Concordance was computed based on manufacturers' recommended cut-off values with aCL and aB2GPI assays as reference tests. In the case of aCL vs aB2GPI, aCL was used as the reference test. Percent agreement, kappa and confidence interval (CI) values were generated using the EP evaluator 8.

Although, we have sought to reduce bias in our investigation by using a diverse number of study groups to evaluate the performance characteristics of the APhL IgG/IgM assays for APS, there are some limitations in our study design. The most obvious weakness of this investigation is the lack of clinical data for patients in our suspected APS disease group. This was unavoidable as our efforts to recruit patient samples without assay selection bias was unsuccessful since most of the patients in our database have been diagnosed using INOVA aCL and aβ2GPI IgG/IgM assays. Thus for this study, we elected to use a limited number of APS confirmed patients as well as an unselected population of samples that have previously been tested for aCL and aβ2GPI antibodies. A second potential limitation of our study is the use of parvovirus B19 antibody positive patient samples to evaluate the clinical specificities of the aPL assays given that this infection may be a potential trigger of APS and/or SLE [16]. While antibody responses to specific B19 viral proteins and estimation of parvovirus B19 DNA in the specimens have not been performed to rule out acute, persistent or past infectious, we included known parvovirus IgG and/or IgM-positive sera to determine interference on aPL antibody testing especially since both APhL and aCL assays are β2GPI-dependent. Of the parvo-antibody positive samples, those which were only IgG positive had the least number of aPL antibody prevalence (data not shown). Overall, the APhL and aβ2GPI IgG/IgM assays had similar positivity rates in the parvovirus antibody positive group (Figure 2A) while the aCL IgM had the highest prevalence at the manufacturer's recommended cut-off.

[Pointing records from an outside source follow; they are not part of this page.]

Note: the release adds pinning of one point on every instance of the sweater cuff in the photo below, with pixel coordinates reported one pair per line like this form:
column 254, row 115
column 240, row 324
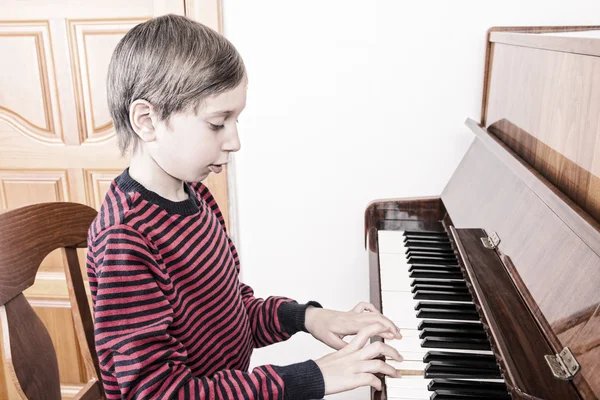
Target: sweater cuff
column 292, row 316
column 302, row 381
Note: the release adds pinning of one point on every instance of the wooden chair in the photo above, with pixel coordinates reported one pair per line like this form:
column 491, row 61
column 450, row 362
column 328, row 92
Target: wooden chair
column 27, row 236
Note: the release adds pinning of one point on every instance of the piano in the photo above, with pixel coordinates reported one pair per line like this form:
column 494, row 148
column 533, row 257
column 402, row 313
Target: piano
column 495, row 284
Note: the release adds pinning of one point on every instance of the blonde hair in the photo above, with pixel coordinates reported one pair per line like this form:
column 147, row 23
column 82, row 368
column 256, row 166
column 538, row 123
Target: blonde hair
column 172, row 62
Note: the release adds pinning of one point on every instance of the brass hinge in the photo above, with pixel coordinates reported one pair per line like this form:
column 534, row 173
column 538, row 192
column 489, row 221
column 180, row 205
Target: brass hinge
column 491, row 242
column 563, row 365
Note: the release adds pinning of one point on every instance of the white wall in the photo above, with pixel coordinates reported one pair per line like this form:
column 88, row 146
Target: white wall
column 351, row 101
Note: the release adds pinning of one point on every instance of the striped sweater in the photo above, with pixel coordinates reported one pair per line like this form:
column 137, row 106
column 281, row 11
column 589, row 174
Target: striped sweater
column 171, row 318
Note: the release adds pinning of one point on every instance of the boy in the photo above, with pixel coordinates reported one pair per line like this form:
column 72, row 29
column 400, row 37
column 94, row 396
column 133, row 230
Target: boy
column 172, row 320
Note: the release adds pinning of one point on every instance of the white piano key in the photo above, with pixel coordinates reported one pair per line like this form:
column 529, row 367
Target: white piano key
column 398, row 305
column 394, row 274
column 408, row 367
column 414, row 381
column 409, row 333
column 412, row 344
column 412, row 355
column 391, row 242
column 408, row 393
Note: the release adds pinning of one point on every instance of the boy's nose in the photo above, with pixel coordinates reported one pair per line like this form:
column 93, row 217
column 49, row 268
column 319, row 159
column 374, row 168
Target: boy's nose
column 233, row 144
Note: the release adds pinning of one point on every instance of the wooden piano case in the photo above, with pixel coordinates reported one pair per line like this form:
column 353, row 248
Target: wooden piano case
column 532, row 175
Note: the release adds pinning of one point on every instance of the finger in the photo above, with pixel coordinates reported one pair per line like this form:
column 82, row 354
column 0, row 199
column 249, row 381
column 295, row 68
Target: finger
column 363, row 336
column 379, row 348
column 388, row 335
column 379, row 367
column 369, row 380
column 336, row 342
column 380, row 319
column 364, row 306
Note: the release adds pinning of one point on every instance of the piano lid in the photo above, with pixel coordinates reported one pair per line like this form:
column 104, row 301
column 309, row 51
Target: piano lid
column 533, row 176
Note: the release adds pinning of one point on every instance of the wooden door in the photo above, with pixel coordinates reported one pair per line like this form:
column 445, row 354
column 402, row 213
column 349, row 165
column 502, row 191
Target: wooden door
column 57, row 142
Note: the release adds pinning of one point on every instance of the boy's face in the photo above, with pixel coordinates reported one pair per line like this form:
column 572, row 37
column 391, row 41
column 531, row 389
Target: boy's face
column 196, row 144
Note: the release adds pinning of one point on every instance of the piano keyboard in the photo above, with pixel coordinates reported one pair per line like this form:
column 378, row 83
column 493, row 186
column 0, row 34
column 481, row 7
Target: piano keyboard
column 446, row 351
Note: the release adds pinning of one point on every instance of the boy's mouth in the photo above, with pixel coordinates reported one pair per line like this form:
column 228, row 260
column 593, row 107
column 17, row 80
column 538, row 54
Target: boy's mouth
column 216, row 168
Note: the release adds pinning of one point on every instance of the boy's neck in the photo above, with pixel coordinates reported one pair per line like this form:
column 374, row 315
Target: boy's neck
column 149, row 174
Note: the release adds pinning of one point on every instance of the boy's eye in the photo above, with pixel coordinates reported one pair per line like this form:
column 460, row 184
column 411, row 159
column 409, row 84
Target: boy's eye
column 216, row 127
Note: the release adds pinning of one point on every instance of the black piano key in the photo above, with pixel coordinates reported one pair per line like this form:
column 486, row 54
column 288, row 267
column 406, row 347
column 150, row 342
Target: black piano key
column 434, row 253
column 430, row 265
column 481, row 387
column 459, row 315
column 455, row 343
column 428, row 245
column 431, row 260
column 453, row 370
column 466, row 395
column 425, row 233
column 434, row 274
column 423, row 242
column 439, row 295
column 434, row 355
column 440, row 288
column 442, row 268
column 426, row 237
column 449, row 324
column 447, row 251
column 445, row 282
column 458, row 333
column 445, row 306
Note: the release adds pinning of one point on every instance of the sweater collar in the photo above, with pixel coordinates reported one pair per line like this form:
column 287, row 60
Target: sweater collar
column 186, row 207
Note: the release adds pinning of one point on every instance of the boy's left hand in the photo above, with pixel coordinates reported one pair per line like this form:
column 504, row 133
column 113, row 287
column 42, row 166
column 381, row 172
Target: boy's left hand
column 330, row 326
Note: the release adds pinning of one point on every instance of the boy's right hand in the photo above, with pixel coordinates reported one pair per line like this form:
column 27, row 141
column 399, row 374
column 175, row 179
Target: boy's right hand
column 354, row 365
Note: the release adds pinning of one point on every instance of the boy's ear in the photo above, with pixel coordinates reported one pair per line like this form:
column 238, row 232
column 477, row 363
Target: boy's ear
column 141, row 115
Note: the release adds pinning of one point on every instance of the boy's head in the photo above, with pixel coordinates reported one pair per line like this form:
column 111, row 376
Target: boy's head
column 175, row 89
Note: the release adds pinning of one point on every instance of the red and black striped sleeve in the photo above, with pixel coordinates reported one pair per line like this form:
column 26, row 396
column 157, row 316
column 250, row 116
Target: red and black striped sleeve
column 132, row 314
column 274, row 319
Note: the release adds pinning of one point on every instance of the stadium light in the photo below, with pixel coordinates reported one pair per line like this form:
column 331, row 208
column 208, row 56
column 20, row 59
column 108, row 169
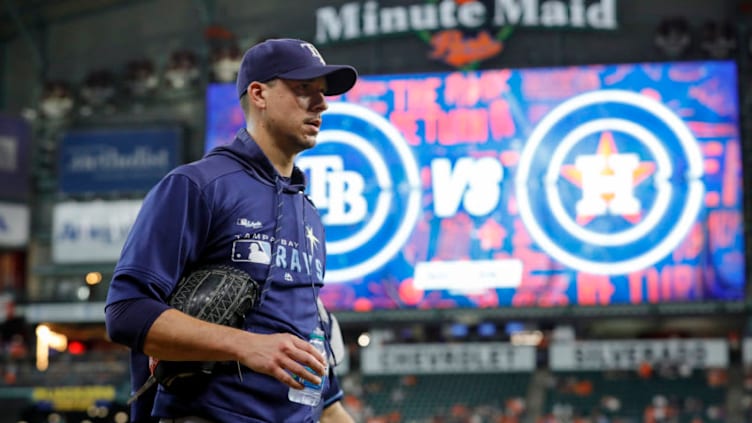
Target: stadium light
column 47, row 339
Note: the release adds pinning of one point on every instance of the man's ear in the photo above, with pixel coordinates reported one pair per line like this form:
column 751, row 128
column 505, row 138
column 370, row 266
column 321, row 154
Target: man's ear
column 256, row 93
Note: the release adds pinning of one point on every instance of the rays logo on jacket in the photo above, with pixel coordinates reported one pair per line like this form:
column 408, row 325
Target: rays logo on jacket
column 365, row 182
column 610, row 182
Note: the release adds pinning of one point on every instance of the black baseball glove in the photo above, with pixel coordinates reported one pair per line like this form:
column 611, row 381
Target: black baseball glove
column 217, row 294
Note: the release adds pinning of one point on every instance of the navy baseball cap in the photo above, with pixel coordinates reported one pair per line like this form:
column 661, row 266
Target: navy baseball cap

Current laboratory criteria for the diagnosis of APS are dependent on the demonstration of the presence and persistence of 1 or more of LA, aCL, and aβ2GPI IgG and/or IgM aPL antibodies. Although these guidelines are meant for research purposes, they are the best available tool for the evaluation of APS in clinical practice. The aCL ELISA is most sensitive test for the diagnosis of APS but lacks specificity despite efforts for clinical improvement. With an array of alternative and emerging diagnostic assays for APS, it is highly anticipated that choosing tests with the best medical benefit would outweigh the use of established analytes with suboptimal clinical value. Our data demonstrate that routine use of alternate tests such as the the APhL IgG/IgM ELISA may substantially reduce the high number of false positives associated with the aCL IgG/IgM tests without loss in diagnostic sensitivity for APS.

Acknowledgments

We thank Bryan Stromberg and Ryan Greer Technical Supervisors of the Microbiology Immunology Laboratories at ARUP Laboratories Inc., Salt Lake City, Utah for help with selecting samples for the infectious disease control groups. All kits for this study were provided free-of-charge by the different manufacturers. This work was supported by funds from the ARUP Institute for Clinical and Experimental Pathology.

Financial support

This work was supported by the ARUP Institute for Clinical and Experimental Pathology, ARUP Laboratories and Department of Pathology, University of Utah, Salt Lake City.